Andrew Young School of Policy Studies
International Studies Program Working Paper 6-15

“…there is a large body of evidence that high state [personal income tax] rates have a negative effect on business and individual decisions and thus slow the growth of state employment and personal income. Consequently, states must use care in setting state [personal income tax] rates to make sure they are not out of line with those of their neighbors and other competitor states.” (page iv)

This was quite intriguing and so I started a process of tracking down that papers cited to support that claim. I was left a bit disappointed in the results. This argument seems to be based on an assumed causal link that is speculative: high personal income taxes cause higher wages to compensate, higher wages deter new investment and dissuade businesses to locate there, and finally this causes slower growth. Overall, I found the claims in the paper not always accurate or reliable. An example of one dubious claim is this: "Helms (1985) reports evidence that state tax burdens significantly reduce state growth rates." This is not correct. Helms finds this to be true only when states use tax revenues to fund transfer payments, it is not true when states use tax revenues to fund public services.
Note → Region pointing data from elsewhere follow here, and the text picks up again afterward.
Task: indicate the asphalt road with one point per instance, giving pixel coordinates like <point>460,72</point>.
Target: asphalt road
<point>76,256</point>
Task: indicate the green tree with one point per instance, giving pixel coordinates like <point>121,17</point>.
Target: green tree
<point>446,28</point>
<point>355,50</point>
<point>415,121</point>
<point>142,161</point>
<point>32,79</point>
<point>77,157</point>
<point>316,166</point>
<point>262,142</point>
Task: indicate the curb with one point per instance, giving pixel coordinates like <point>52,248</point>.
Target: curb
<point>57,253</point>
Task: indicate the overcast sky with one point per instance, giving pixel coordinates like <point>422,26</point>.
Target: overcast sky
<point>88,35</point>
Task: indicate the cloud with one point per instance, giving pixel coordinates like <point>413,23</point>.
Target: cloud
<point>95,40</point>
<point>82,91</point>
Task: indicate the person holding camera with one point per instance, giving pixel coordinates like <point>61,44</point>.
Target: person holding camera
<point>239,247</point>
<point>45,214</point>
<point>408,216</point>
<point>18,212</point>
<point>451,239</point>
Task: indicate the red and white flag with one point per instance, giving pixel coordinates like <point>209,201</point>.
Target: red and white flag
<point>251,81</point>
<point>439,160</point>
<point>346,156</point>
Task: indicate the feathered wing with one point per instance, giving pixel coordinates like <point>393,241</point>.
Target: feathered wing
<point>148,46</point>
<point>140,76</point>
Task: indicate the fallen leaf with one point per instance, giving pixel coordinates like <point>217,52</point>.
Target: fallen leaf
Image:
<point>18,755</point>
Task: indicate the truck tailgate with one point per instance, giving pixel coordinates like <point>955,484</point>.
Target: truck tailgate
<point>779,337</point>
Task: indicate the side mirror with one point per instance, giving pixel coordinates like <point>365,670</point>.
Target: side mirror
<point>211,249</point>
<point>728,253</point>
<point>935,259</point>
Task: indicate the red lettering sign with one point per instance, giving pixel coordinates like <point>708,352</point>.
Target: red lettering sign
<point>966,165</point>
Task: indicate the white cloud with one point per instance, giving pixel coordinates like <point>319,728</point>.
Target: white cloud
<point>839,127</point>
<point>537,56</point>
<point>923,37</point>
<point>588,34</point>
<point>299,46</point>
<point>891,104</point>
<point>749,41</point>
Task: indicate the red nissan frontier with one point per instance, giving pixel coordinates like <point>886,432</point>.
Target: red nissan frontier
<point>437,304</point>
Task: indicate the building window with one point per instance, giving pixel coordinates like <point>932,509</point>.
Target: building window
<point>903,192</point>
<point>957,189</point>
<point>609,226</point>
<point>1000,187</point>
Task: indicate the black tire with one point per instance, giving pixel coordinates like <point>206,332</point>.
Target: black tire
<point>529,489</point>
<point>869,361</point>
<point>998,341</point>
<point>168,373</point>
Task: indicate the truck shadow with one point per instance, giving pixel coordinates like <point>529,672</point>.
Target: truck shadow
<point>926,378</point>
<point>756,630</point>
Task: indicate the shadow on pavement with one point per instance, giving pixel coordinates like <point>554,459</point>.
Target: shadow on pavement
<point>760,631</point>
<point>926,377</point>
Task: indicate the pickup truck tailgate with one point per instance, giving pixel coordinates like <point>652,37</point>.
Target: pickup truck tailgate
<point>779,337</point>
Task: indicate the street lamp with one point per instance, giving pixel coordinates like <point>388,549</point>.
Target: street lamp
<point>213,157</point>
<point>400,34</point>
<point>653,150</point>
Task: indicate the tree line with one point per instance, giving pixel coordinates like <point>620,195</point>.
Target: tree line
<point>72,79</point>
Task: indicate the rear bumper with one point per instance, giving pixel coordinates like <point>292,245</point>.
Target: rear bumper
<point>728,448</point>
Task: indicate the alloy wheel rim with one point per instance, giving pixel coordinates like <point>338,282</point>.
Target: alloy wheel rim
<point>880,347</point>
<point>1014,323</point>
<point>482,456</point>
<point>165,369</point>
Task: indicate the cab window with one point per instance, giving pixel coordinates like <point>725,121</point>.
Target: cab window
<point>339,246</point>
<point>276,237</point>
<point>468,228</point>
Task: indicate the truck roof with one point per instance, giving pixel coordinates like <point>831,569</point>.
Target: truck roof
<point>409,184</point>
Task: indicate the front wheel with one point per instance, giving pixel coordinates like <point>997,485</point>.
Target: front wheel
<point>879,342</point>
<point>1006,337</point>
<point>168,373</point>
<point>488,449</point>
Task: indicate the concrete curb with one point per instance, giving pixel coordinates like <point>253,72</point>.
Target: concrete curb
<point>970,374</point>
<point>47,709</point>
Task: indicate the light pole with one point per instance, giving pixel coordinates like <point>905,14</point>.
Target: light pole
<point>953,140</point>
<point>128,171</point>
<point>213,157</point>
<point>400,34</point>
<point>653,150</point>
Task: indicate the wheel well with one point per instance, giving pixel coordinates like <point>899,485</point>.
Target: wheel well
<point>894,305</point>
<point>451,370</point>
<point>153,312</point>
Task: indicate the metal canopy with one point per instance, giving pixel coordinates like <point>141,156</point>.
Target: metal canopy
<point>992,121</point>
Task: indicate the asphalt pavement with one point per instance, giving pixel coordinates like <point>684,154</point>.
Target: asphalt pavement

In general there is a consensus that overall tax burdens matter somewhat to state growth, but the degree to which growth is sensitive to overall tax burden is a matter of some debate, mostly because the problems of really testing this in a meaningful way. Two careful papers, the Helms paper referenced above and a subsequent paper from two U of O economists suggest that when tax revenues are spend on public investment the negative effect of state taxes disappear or even reverses ( Mofidi and Stone, 1990). But what really matters to the discussion about Oregon is the evidence on the composition of state taxes on growth. Here the evidence is scant and scattered. for the purposes of this post I will present a few snippets of what I have found so far from my survey of the literature on state taxes and growth. One paper that is a little old but intriguing tests whether specific taxes (corporate, personal income and sales) has an affect on subsequent employment growth. There are some methodological issues, but the results are provocative:

"JOBS AND TAXES: THE EFFECT OF BUSINESS CLIMATE ON
STATES' EMPLOYMENT GROWTH RATES"

by MICHAEL WASYLENKO AND THERESE McGUIRE

National Tax Journal, Dec85, Vol. 38 Issue 4, pp. 497-511.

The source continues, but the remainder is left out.